My journey to the finish line
Most of you don’t know me.
I’m the new sports guy at the paper. I’m a graduate of The Ohio State University. I’m an avid sports fan who loves organized sports and Hawaiian Pizza. Most of you still don’t know me.
I hope that changes.
Life is full of journeys, and this story is about two journeys: my journey to the great city of Wapakoneta and my journey to running a triathlon.
Let’s start with my journey to Wapakoneta.
I began looking at colleges several years ago with much of my life undecided. I had two specific, but drastically different career aspirations.
I either wanted to be a sports journalist or a rocket scientist.
Needless to say I’m not designing lunar landing modules or calibrating geosynchronous satellites.
When I got to college, it took about two months to realize that rocket science was not my thing. Sure the money would have been nice, but it was not worth my happiness. How many people can say they love their job? I can.
I am honored and blessed to be where I am today, writing for the Wapakoneta Daily News, sharing the news of athletic accomplishments to the great people of this city.
Now my other journey.
Through my life, there has been one underlying struggle that has burdened me. One personal, self-inflicted struggle I call “Fat Thomas.”
Basically, I’m not a small guy.
People have called me deceptively athletic. I’m not blaming anyone for being overweight but myself, but my weight problem held me back. It was my struggle, and the last nine months have been the battle of my lifetime.
I stepped on the scale on Christmas 2011 and was horrified at what I saw. I was 6-foot-1, 270 pounds.
The reason I’m not ashamed to say that today? Nine months later, as I stand on the scale right now, it reads 205 pounds.
Christmas 2011 was the funeral of “Fat Thomas.”
Through various lifestyle changes — eating healthy and working out — I was able to lose 65 pounds. Those 65 pounds were honestly a health risk and a burden that is 100 percent in my past.
Around June 2012, I was happy with my progress, I was lighter and in better shape, but I desired for a goal to epitomize it all. I mentioned earlier that I love organized sports, but I hate working out. Running for the sake of running, in my opinion, is stupid.
A friend encouraged me to sign up for a triathlon: swimming 750 yards, biking 21 miles and running 3.5 miles.
It sounded like a death wish.
I started running with my girlfriend, mostly to spend more time with her, but a lot because this was a journey that wasn’t going to be easy, and it was something I needed to do.
I started swimming at the Wapakoneta Family YMCA; lap after lap, mile after mile, trying to get in shape for an endurance competition like a triathlon.

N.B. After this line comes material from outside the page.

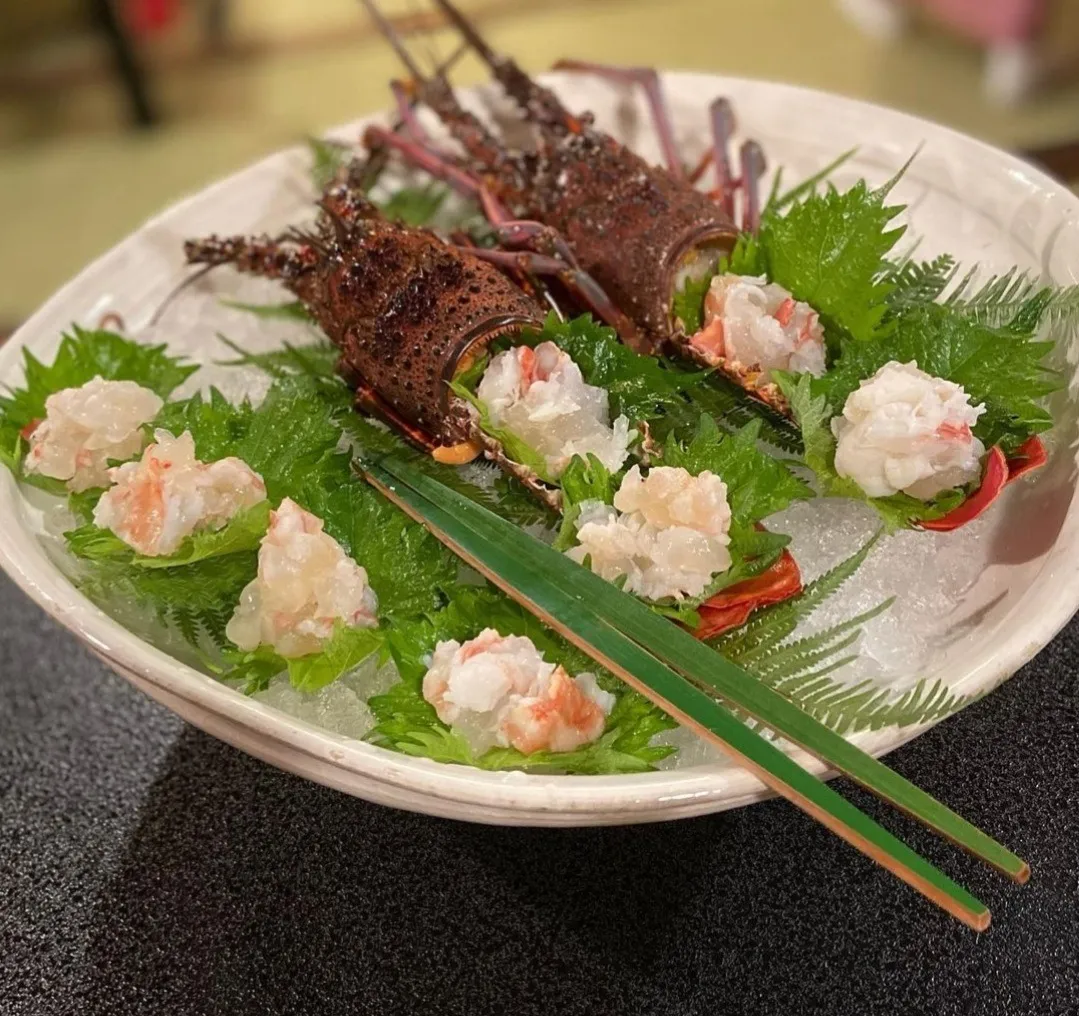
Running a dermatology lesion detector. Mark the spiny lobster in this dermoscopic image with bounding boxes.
[353,0,1046,532]
[185,162,802,639]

I found myself so determined to do this at one point I was swimming for 2-3 hours per day.
I began shifting toward the other two aspects of the race. I would go to the gym in the YMCA and ride the stationary bike for a long time.

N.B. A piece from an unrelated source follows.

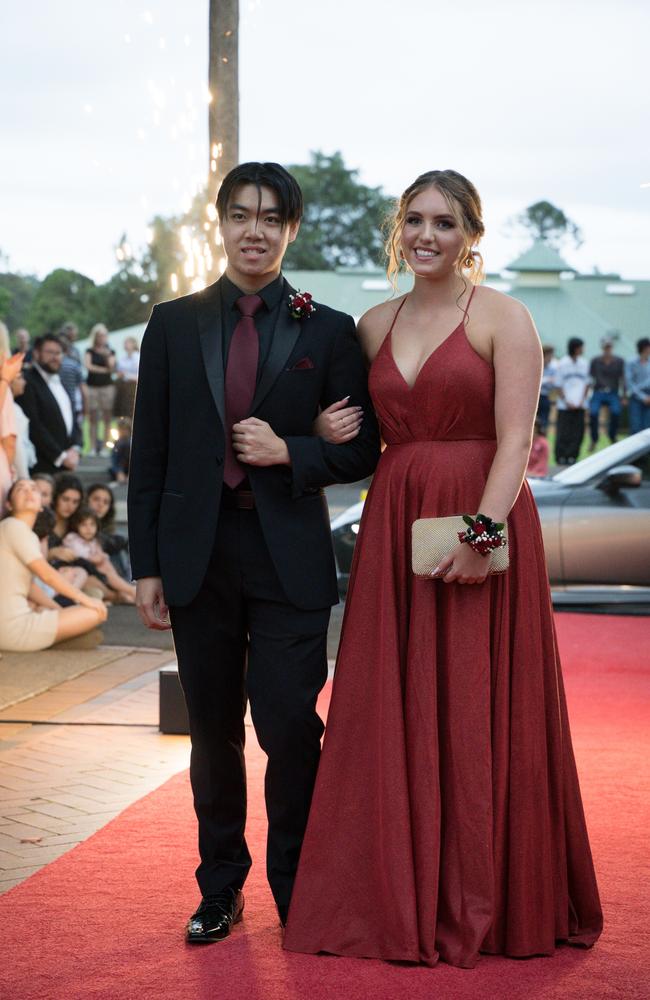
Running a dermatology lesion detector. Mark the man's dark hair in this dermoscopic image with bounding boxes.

I would head outside, and through the streets of Wapakoneta, run for miles. Sweating, my legs screaming with pain, I pushed toward that goal.
My girlfriend is a marathon runner who is probably laughing about a 3.5 run, one that she can do in her sleep.
A summer of training culminated last Sunday at the University of Dayton Triathlon.
I rented a road bike from Cranker’s Cycling in Wapakoneta, and headed to Waynesville for the race of my life. For the culmination of my journey.
I had three goals that day.
1. Finish the race: I was fairly confident I would be able to finish, I had put a lot of work into everything. “Fat Thomas” wanted to hold me back, but he was in my past, he was not going to stop me.
2. Never stop trying: I wasn’t going to stop swimming, I didn’t want to stop on the 21-mile ride. I didn’t want to walk during the run. If I was going to do this, I was going to do it right. If it killed me, I was going to persevere.
3. Don’t come in last: I didn’t know going into the race how the competition would be, and the competitive side of me was not going to let me down. Much of this is a personal journey, but let’s be honest. I didn’t want to come in last.
I sit here today with sore feet, an aching back and my quad muscles feel like they’ve been set on fire. But I sit here today as someone who completed his goals.
When I stepped on that scale in December 2011, I didn’t know where my finish line was. When I crossed that finish line on Sunday, on the verge of tears, I knew I had found it.
I’m not writing this to brag. You can check the results online, I really have no room to brag. Although I didn’t come in last, I only beat six people out of 120. But I tell this story to inspire. No matter how outrageous a goal may be, if you set your mind to something, you too can overcome your “Fat Thomas.”
I still have a long way to go. I’m still slightly overweight. There is another finish line in my future, and much like that day in December, I don’t know where that finish line will be.
So I hope you know a little bit more about me and where I come from. You can chat me up about sports, we can split a slice of pizza or you can give me an energetic “Go Bucks!”
But as you get to know me, when you meet me, the thing I’m most thankful for is you won’t be shaking hands with “Fat Thomas.”